Sein Bühnendebüt gab er 1941 am Stadttheater Iglau, worauf von 1942 bis 1945 ein Engagement an der Volksbühne Berlin unter Eugen Klöpfer folgte. Nach Engagements in Frankfurt am Main, München und am Schauspielhaus in Leipzig kehrte Kaiser 1950 nach Berlin zurück, wo Bertolt Brecht ihn am Deutschen Theater entdeckte und für das Berliner Ensemble verpflichtete.
Bis 1967 blieb Kaiser am Berliner Ensemble und zählte aufgrund seiner künstlerischen Leistungen bald zu den bedeutenden Schauspielern der deutschen Theaterlandschaft. Mit Auslandsgastspielen gelang es ihm, auch bei internationalem Publikum Anerkennung zu erlangen. Seine Darstellung des Mackie Messer in der Dreigroschenoper war legendär. 1965 erhielt Kaiser den Nationalpreis der DDR und wurde zwei Jahre später an der Volksbühne engagiert. Ab 1969 konzentrierte er sich hauptsächlich auf die Tätigkeit vor der Kamera und gehörte bis 1990 dem Schauspieler-Ensemble beim Fernsehen der DDR an. Doch auch vorher schon, zu Zeiten des Zweiten Weltkrieges und danach, war Kaiser im Film tätig.

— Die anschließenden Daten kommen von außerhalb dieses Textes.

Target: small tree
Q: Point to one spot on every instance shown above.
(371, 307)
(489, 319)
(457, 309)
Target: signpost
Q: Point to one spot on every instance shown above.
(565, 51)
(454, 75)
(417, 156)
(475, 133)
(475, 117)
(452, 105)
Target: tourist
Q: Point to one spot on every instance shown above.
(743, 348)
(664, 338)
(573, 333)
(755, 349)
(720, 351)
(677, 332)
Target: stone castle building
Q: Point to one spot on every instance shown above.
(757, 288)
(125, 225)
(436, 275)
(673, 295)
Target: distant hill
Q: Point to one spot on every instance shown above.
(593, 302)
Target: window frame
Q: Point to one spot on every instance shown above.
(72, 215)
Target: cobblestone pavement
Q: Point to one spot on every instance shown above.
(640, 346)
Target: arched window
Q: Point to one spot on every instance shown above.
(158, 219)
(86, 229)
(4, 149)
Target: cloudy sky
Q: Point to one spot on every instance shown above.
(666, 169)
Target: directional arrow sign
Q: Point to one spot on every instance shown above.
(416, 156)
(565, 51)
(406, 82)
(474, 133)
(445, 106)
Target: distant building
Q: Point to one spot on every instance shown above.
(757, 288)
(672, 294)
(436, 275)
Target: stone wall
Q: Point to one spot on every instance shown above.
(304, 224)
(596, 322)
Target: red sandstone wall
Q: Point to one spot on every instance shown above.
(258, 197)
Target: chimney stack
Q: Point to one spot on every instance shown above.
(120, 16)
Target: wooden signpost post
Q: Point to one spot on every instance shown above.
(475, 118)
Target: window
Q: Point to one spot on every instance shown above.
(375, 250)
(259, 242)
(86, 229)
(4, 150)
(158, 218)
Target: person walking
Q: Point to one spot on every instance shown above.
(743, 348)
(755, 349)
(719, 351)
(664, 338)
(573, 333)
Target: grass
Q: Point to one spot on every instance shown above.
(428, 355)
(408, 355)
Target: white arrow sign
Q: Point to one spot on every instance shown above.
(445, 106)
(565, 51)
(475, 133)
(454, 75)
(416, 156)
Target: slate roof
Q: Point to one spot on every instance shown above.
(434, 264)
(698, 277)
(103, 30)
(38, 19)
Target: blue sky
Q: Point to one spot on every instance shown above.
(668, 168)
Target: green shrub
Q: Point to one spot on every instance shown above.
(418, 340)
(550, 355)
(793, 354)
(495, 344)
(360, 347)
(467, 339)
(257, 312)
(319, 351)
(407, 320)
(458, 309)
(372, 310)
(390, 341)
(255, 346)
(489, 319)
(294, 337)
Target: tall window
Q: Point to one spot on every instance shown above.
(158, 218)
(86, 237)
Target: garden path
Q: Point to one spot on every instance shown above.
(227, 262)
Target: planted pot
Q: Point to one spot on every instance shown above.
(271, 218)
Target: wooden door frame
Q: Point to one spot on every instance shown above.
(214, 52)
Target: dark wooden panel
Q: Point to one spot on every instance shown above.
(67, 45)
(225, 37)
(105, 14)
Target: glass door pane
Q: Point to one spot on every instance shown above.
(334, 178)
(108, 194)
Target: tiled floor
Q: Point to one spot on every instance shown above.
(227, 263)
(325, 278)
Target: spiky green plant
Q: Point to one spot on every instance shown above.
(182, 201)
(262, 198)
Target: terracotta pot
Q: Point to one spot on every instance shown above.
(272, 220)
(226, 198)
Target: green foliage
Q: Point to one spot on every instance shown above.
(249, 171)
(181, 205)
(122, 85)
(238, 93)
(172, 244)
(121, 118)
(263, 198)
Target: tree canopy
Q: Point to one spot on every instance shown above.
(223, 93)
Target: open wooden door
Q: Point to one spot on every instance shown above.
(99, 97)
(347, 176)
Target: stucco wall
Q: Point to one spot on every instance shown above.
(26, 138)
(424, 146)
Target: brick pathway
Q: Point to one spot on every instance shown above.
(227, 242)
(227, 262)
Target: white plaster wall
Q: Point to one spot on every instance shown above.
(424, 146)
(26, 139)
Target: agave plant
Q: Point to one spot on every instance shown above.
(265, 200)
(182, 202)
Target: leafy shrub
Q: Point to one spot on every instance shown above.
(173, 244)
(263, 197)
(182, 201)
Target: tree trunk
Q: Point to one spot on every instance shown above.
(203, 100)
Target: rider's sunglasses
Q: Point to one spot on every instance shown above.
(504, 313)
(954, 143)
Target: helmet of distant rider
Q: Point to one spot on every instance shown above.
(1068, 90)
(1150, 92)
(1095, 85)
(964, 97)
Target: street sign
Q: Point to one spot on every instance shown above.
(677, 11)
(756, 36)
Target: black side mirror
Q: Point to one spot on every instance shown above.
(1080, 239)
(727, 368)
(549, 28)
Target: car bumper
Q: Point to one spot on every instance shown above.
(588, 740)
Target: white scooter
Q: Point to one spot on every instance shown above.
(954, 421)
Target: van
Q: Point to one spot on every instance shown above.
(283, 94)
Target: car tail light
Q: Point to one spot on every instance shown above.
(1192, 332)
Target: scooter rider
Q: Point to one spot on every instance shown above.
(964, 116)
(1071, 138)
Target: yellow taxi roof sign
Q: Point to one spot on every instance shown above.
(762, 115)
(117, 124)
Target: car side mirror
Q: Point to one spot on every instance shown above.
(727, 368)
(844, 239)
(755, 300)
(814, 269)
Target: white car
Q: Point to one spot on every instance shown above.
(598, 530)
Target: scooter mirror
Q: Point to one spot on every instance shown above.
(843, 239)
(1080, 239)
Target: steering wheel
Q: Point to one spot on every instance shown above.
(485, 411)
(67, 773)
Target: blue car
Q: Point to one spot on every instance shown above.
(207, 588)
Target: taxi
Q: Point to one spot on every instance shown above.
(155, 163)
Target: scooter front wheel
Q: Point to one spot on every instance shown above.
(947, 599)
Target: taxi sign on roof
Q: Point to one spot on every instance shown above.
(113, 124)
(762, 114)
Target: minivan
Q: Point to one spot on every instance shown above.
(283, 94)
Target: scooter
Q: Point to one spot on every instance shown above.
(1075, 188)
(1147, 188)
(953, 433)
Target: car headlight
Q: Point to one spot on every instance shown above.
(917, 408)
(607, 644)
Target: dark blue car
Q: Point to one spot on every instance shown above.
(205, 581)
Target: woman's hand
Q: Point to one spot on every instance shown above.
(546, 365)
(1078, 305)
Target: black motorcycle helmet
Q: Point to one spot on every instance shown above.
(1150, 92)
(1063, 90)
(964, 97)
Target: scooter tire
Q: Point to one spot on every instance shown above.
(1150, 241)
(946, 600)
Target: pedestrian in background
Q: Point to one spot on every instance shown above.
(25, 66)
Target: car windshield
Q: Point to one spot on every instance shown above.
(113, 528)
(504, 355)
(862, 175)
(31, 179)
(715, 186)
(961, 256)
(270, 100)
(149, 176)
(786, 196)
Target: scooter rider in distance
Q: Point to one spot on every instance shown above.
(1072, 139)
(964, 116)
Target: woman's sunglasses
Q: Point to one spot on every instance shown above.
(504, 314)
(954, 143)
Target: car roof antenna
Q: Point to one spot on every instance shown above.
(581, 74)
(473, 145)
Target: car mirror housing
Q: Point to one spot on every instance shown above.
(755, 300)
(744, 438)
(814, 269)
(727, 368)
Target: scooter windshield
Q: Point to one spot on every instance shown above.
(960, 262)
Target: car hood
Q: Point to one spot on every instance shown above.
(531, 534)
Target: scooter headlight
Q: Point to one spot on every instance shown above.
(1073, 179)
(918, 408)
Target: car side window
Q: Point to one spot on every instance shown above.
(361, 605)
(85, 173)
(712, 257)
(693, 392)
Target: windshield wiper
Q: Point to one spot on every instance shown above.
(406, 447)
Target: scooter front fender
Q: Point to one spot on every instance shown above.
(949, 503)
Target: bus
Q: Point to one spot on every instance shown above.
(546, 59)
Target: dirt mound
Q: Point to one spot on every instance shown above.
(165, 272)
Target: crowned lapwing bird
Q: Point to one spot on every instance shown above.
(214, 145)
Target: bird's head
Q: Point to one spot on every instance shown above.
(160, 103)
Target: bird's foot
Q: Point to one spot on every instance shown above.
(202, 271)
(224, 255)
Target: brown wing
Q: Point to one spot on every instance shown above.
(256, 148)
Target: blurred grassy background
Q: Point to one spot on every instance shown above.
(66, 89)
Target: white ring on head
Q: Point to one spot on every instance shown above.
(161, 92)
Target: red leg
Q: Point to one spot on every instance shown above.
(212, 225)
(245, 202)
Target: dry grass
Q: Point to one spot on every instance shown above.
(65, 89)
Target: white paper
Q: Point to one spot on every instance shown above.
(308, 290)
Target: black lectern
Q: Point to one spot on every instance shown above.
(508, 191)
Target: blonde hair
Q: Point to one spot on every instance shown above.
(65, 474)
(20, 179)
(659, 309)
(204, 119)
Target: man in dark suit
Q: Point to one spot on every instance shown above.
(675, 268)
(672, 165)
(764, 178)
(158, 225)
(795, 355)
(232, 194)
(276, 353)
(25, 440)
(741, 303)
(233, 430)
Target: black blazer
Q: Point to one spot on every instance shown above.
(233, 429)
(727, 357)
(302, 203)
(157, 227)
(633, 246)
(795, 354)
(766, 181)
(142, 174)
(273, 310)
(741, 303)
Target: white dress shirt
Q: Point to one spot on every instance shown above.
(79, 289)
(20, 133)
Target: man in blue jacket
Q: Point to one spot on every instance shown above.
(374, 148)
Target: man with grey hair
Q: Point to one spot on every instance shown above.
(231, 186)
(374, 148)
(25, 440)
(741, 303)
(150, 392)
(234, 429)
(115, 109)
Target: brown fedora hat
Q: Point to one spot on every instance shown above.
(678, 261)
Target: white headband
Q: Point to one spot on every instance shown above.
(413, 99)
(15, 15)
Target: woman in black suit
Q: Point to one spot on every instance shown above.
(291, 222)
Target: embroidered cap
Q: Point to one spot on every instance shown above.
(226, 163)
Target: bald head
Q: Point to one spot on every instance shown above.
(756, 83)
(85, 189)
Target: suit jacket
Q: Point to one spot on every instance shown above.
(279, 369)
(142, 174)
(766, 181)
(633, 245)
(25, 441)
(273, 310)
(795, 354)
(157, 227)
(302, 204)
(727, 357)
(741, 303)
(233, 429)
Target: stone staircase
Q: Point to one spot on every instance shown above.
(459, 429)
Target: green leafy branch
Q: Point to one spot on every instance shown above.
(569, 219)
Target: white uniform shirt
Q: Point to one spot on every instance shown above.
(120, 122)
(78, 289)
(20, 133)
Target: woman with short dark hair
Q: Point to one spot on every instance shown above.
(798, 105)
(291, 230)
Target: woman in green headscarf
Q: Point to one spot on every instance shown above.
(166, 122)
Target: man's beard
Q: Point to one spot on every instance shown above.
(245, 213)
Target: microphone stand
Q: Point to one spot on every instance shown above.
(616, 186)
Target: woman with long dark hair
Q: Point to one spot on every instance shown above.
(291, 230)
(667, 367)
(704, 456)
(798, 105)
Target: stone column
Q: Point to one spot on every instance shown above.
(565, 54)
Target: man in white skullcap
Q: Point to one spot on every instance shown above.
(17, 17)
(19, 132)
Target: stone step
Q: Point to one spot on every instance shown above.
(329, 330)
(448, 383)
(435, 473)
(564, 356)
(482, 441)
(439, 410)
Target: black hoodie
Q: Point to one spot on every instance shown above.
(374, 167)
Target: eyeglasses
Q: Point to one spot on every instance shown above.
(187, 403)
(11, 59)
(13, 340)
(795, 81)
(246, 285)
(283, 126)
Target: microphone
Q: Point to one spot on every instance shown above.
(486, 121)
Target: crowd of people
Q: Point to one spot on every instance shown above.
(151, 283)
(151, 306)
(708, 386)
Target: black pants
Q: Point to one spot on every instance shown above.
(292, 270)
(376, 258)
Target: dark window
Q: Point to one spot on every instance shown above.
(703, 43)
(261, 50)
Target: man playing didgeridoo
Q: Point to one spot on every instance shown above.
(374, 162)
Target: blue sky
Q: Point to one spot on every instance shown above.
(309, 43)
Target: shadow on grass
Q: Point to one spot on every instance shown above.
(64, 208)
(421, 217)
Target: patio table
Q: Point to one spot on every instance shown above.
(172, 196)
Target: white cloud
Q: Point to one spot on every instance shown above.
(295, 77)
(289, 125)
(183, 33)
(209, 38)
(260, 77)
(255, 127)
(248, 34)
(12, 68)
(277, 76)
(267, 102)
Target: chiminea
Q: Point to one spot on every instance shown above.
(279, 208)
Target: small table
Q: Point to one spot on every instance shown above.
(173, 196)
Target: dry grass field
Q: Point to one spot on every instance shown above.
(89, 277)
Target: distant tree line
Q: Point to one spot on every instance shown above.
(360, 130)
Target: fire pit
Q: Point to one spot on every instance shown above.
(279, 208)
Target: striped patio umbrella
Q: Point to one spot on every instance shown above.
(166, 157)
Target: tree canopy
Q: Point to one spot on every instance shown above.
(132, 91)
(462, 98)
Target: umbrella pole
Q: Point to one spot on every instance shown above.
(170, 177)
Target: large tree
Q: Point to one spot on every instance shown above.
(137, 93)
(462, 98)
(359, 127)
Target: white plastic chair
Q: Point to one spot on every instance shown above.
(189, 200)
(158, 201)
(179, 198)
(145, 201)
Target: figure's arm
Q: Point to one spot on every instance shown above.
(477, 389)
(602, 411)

Bekannt wurde er durch die Mitwirkung in Filmen wie Das tapfere Schneiderlein (1956), Kabale und Liebe (1959), Das Stacheltier – Das blaue Zimmer (1965), Kleiner Mann – was nun? (1973) und Ursula (1978). Die erste Hauptrolle verkörperte er 1956 als Heiratsschwindler Maurice Daurignac in den Millionen der Yvette. Für die Darstellung des Meister Falk in Benito Wogatzkis Fernsehspielen Die Geduld der Kühnen (1967), Zeit ist Glück (1968) und Die Zeichen der Ersten (1969) wurde Kaiser mit zwei Nationalpreisen der DDR ausgezeichnet. Nachdem er sich Mitte der 1970er Jahre in die Schweiz zurückzog und dort sowohl im Fernsehen als auch auf der Bühne gastierte, spielte er seine letzte große Rolle 1981 als Casanova in Casanova auf Schloss Dux. Kaiser war im Fernsehen der DDR stets präsent.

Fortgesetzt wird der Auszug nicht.